Terzić è riuscito nella difficile impresa di dipanare con pudore e delicatezza un soggetto che poteva facilmente cadere in esagerazioni drammatiche o retoriche, e ha lasciato allo stesso tempo trasparire le intenzioni di denuncia sociale da cui era scaturita l’idea del film. Questo è stato possibile innanzitutto grazie all’impeccabile recitazione della protagonista, Snezana Bogdanovic, mai sopra le righe, intensa nei primi piani e nei lunghi momenti di silenzio in cui la vediamo affaccendata tra i piccoli impegni quotidiani, capace di veicolare emozioni forti come la rabbia e il dolore senza mai debordare oltre lo spazio intimo e cameristico in cui li ha racchiusi. E poi grazie alla cura per i dettagli, che come già detto ci consentono di ricostruire gradualmente quando accaduto nei diciott’anni precedenti: la torta assurdamente preparata per il compleanno del figlio scomparso; il ragazzo che Ana osserva in autobus (forse fantasticando che si tratti proprio di lui); le attese notturne alla finestra, in preda all’insonnia e in perenne attesa che “qualcuno” appaia come per magia; la parente che invita Ana a guardare in faccia le cose come stanno e a rassegnarsi come lei si era rassegnata quando le avevano detto che non poteva avere figli.

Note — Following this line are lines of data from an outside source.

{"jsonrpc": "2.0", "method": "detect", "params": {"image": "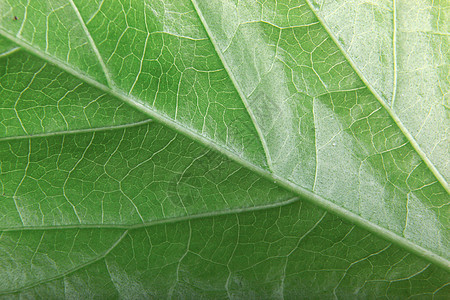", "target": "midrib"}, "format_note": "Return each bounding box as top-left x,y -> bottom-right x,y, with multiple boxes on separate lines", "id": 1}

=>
0,24 -> 450,271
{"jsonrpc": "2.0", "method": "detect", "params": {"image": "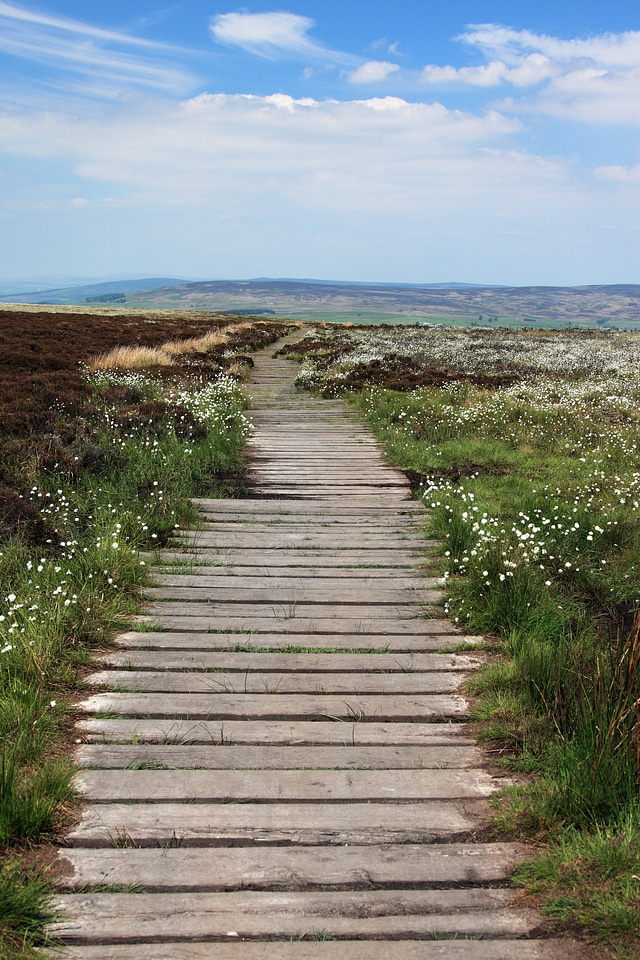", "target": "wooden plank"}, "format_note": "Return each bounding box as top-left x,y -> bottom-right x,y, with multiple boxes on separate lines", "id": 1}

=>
134,620 -> 444,632
178,524 -> 421,553
144,577 -> 442,605
150,564 -> 428,587
134,610 -> 452,632
67,800 -> 486,847
50,931 -> 596,960
60,840 -> 531,892
52,891 -> 540,943
74,769 -> 504,803
191,497 -> 427,522
78,717 -> 474,749
152,544 -> 426,576
100,648 -> 482,674
115,621 -> 484,656
146,604 -> 436,620
149,568 -> 432,589
78,693 -> 468,722
51,887 -> 517,928
151,566 -> 442,599
74,742 -> 485,770
87,665 -> 465,692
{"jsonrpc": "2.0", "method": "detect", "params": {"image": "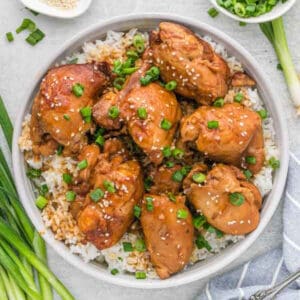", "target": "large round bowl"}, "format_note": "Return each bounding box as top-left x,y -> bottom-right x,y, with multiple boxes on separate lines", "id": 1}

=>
12,14 -> 288,289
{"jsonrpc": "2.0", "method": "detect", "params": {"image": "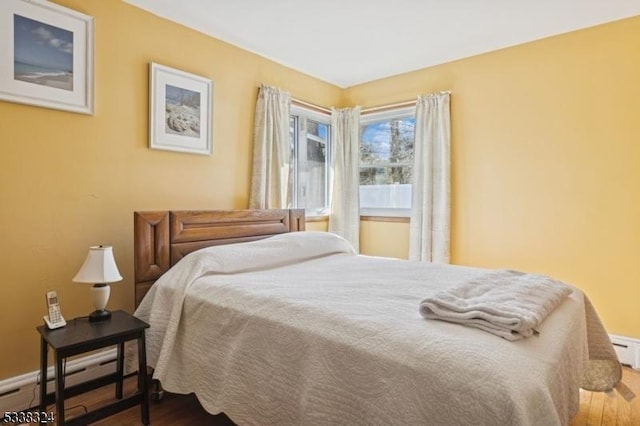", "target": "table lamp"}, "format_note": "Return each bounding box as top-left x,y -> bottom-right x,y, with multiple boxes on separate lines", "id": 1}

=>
73,246 -> 122,321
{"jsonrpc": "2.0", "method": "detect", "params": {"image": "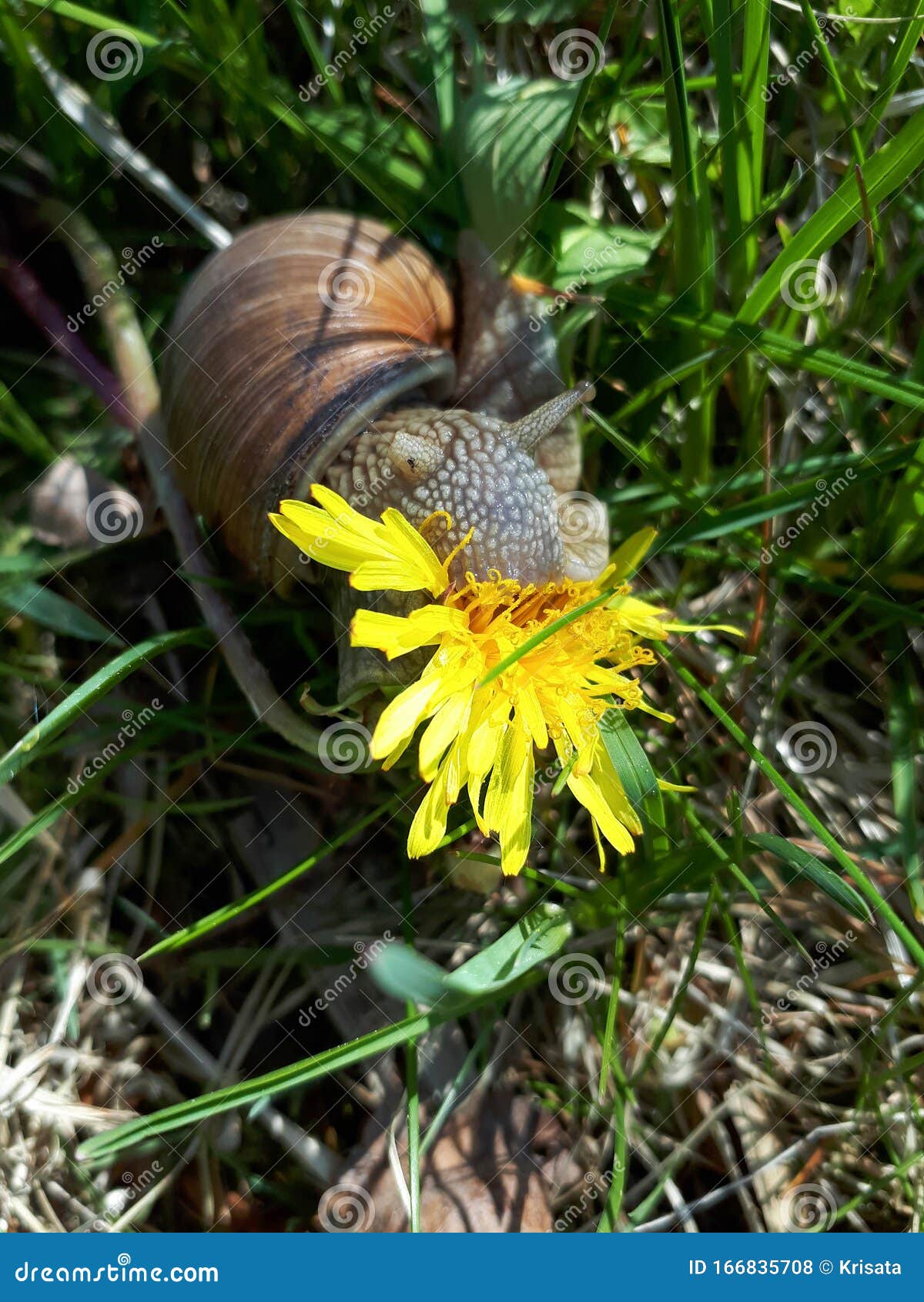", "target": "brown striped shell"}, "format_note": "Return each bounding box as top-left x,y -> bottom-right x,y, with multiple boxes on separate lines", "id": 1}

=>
162,212 -> 456,585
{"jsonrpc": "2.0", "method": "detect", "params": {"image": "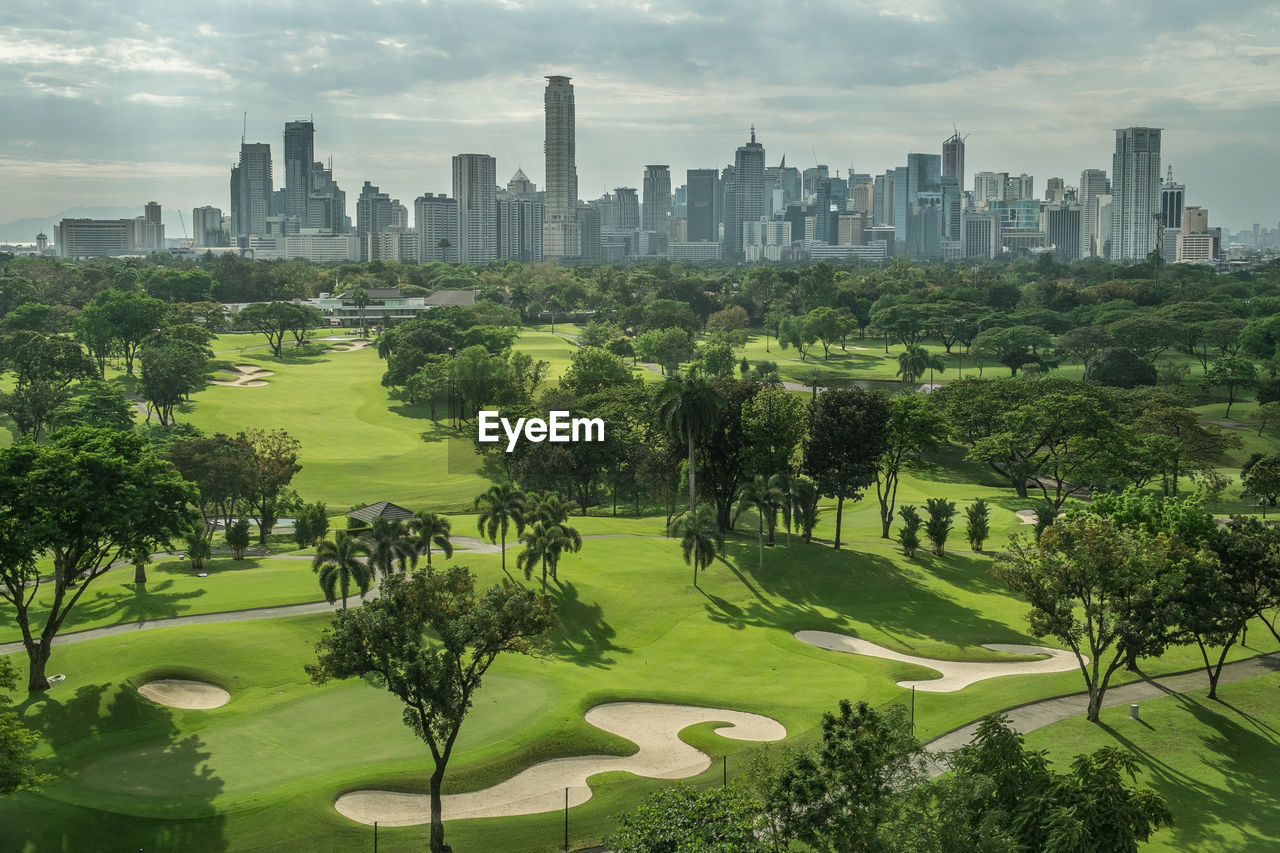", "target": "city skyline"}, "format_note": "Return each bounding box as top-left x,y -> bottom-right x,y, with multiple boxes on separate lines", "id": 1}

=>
0,3 -> 1280,229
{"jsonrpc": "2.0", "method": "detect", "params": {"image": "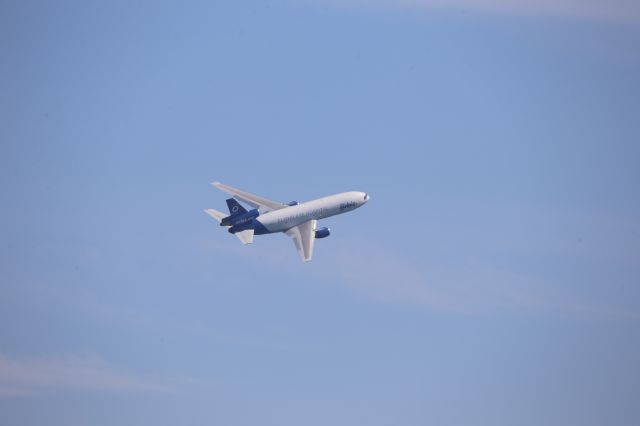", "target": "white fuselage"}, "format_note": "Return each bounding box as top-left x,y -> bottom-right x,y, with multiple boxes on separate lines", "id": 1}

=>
256,191 -> 369,232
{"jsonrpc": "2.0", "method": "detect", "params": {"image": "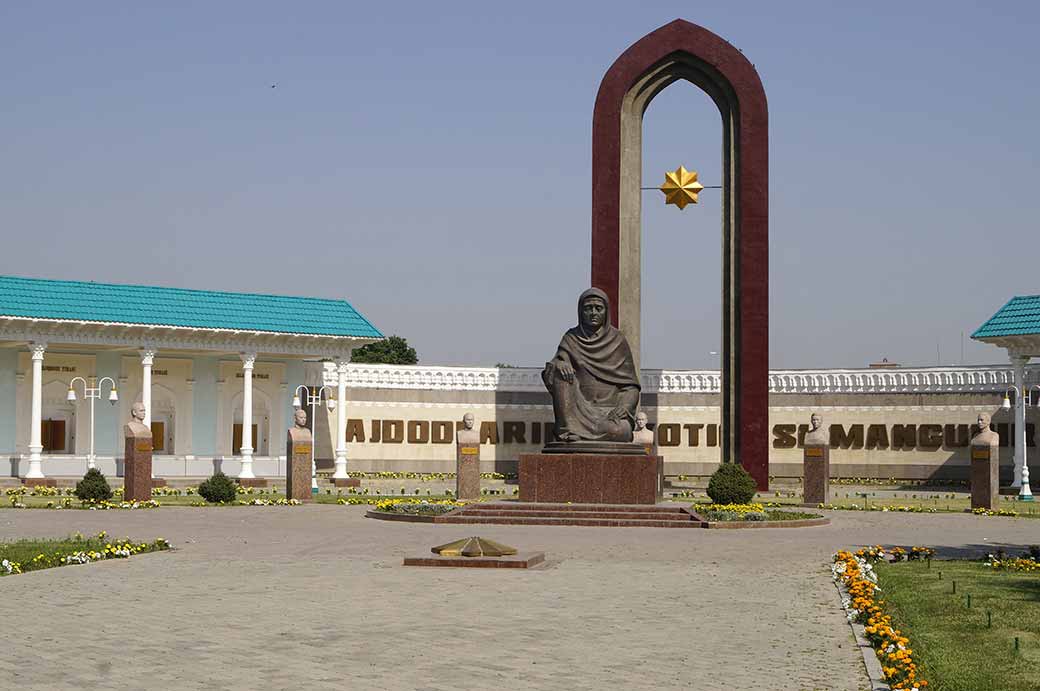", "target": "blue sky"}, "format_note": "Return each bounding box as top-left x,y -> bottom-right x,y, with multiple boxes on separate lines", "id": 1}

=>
0,2 -> 1040,368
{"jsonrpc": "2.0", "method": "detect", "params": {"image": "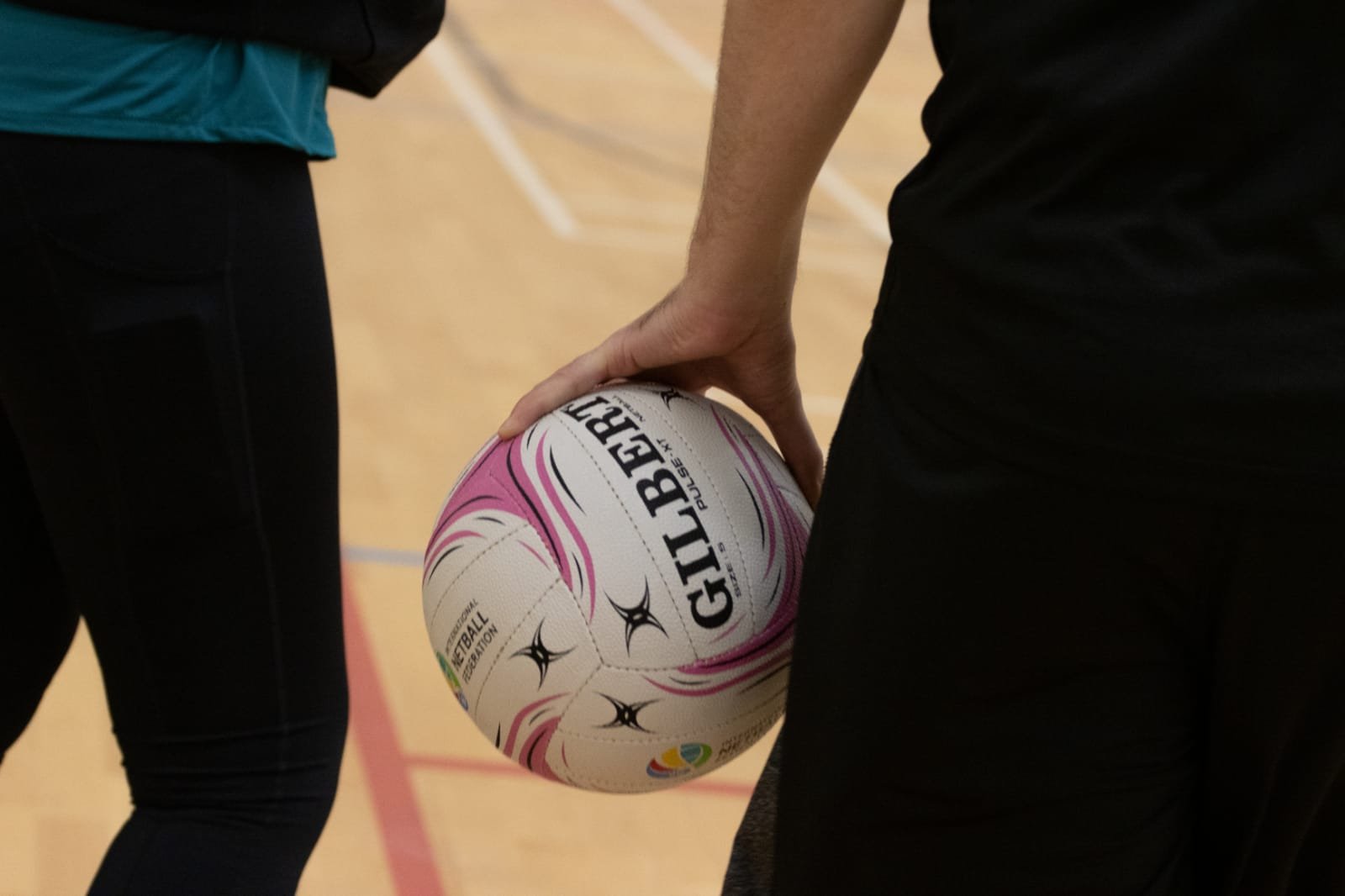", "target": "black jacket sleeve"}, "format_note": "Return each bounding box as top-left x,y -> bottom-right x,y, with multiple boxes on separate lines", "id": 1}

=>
8,0 -> 444,97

Il risultato convince ed è coinvolgente dall’inizio al finale aperto, con un tocco conclusivo particolarmente toccante (dato da un altro piccolo e fulminante dettaglio che fa da eco a un gesto con cui avevamo imparato a conoscere la protagonista), capace di far capire, in modo asciutto e semplice, in quale misura il legame naturale tra genitori e figli, nonostante tutto, sia qualcosa che va ben oltre i meccanismi razionali e sociali.